Mom and Sister are getting into costume—there’s a Fourth of July party that night—and Dad has to join them, but he gets us to sing his song. I noted that Lacey tapped her toe as we went around the arc, and it made me feel very good.
After the show, I made us diner and Lacey told me more funny stories from the road. Then we crawled into bed and she enfolded me in her arms. We’d done that every night. I didn’t cry anymore, and it felt so good. Like something I’d always missed.
“They’re going to come for you,” I said, lying with my eyes open, feeling her arms around me.
“They are, huh?”
“Put a wire in your head.”
“And you don’t think I
should do that.”
“I’ll go with you.” I swallowed. “If you want.”
She squeezed me harder. “I don’t think you’ll be able to carry this thing, do you?”
“I don’t mind.”
“Liar. You’ve been taking care of this thing for twenty years, Jimmy!”
“That was when I thought that Dad would come back for it. Doesn’t seem like he’ll come back now. Stupid terrorists.”
“Who?”
“The assholes who attacked Detroit. Whoever they were.” I noticed that she’d stiffened a little. “I thought they were thieves at first, after our stuff. But from what you say, it sounds like they were terrorists—they just wanted to destroy it all. We probably had the last mountain of steel-belted radials in the world, you know?”
She didn’t say anything for a bit. “I can go in the morning. We can stay in touch.”
“I want to go with you.” I surprised myself with the vehemence of it. “I need to get away from here. I need to get away from this thing” I punched out at the wall at the edge of the bed, giving it a hard thump and sending the pack scurrying around in circles. “Fuck this thing. It’s a prison. It’s stuck me down here. Just another one of Dad’s stupid ideas.”
“You shouldn’t talk about your Dad that way. He was—”
“What? He was an asshole! Look at me! Do you think I want to be like this forever?”
“You told me that you thought you’d found a cure for it—”

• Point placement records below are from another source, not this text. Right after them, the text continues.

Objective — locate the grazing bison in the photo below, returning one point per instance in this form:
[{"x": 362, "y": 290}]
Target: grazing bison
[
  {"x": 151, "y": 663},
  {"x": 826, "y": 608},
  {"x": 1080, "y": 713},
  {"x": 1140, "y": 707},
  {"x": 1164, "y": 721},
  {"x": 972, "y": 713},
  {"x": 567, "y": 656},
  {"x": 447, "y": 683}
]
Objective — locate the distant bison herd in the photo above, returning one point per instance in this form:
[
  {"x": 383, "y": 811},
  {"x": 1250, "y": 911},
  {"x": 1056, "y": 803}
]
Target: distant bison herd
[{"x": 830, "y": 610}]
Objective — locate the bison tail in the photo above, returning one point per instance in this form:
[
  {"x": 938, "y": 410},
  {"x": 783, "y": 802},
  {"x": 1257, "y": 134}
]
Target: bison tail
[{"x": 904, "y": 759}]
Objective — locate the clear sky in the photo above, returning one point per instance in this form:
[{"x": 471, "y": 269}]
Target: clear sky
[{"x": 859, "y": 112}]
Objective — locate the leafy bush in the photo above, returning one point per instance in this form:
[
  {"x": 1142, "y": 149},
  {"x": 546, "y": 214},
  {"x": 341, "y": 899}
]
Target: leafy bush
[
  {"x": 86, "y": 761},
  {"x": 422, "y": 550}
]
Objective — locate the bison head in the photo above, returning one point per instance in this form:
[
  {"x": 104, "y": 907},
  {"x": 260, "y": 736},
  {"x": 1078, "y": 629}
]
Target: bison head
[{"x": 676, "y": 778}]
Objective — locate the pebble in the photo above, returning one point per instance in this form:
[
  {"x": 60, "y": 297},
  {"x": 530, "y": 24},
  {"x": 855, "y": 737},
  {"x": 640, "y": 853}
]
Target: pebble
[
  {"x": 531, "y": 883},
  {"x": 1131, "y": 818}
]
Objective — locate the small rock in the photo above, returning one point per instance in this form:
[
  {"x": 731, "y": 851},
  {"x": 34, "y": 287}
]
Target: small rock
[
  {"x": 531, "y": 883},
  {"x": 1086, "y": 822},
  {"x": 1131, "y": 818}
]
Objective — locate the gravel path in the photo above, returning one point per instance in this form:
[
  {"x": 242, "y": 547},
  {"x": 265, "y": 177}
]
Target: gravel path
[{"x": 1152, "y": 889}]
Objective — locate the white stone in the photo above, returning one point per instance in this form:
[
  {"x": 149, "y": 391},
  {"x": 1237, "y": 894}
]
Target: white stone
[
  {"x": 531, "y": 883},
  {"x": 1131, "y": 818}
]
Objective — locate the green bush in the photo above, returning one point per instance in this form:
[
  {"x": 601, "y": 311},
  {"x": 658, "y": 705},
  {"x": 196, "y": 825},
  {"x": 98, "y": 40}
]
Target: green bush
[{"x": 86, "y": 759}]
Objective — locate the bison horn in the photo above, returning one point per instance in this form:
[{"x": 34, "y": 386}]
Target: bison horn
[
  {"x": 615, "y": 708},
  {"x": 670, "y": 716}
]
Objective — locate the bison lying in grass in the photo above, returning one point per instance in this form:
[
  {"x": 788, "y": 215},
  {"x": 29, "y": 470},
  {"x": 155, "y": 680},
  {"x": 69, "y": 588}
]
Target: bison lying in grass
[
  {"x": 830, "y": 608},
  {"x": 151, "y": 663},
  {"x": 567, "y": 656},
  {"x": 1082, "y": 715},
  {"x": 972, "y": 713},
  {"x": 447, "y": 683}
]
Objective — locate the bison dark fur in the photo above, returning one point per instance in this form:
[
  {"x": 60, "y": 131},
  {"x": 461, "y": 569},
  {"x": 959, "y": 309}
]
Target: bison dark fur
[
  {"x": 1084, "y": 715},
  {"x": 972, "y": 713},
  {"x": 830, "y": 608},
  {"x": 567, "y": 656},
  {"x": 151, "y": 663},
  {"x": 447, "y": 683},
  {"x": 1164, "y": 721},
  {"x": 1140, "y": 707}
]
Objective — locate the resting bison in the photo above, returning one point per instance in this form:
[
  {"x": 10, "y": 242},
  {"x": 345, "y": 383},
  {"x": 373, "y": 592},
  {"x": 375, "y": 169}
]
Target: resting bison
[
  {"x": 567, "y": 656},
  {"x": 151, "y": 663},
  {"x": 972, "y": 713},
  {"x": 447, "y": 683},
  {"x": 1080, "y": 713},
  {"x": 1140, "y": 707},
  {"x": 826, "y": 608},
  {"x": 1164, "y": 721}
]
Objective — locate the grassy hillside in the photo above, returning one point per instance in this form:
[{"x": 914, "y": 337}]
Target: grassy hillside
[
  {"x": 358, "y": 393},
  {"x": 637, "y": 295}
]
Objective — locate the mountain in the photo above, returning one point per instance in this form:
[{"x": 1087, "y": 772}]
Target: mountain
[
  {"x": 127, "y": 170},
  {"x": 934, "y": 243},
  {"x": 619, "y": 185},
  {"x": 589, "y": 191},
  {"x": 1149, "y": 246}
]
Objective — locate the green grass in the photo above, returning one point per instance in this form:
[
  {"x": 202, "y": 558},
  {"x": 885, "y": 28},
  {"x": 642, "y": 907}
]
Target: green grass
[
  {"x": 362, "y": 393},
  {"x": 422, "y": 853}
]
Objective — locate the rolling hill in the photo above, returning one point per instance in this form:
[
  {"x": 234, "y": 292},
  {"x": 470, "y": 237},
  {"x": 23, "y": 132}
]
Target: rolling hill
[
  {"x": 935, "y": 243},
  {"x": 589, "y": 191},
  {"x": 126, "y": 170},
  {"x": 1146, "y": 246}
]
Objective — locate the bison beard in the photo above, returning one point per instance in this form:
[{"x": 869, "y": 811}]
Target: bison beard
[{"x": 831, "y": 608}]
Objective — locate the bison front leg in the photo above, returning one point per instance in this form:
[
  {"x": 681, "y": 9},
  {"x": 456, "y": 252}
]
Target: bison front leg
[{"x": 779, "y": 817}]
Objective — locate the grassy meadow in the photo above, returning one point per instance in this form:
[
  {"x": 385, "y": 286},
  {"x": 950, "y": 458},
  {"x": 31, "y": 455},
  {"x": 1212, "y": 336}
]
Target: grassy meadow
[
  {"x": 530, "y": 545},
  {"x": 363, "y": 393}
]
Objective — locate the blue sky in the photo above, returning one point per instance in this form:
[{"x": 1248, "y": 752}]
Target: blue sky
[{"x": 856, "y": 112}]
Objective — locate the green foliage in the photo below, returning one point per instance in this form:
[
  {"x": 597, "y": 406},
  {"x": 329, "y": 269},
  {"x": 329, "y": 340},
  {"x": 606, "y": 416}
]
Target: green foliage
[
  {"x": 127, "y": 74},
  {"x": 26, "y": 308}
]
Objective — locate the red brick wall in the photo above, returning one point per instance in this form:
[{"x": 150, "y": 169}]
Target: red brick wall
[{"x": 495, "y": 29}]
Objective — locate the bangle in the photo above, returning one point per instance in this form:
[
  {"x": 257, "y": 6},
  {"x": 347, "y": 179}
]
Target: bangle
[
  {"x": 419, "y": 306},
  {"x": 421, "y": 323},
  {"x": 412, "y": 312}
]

I laughed. “Sure, sure. But I’ve thought that for twenty years. Nothing’s worked.”
She hugged me tighter. “It’s not all bad, is it? It could be worse. You could be getting old, like me. I get what I can out of the neutraceuticals, but you know, it gets harder every day. I can’t walk as far as I used to. Can’t see as well. Can’t hear as well. I’m getting wrinkled, I keep finding grey hairs—”
“Come on,” I said. “You’re a beautiful woman. You got to grow up. I’m just a little kid! I’m going to stay a little kid forever. You got to change. Not just change, either—progress! You got to progress, to get better and smarter and wiser and, you know, more!”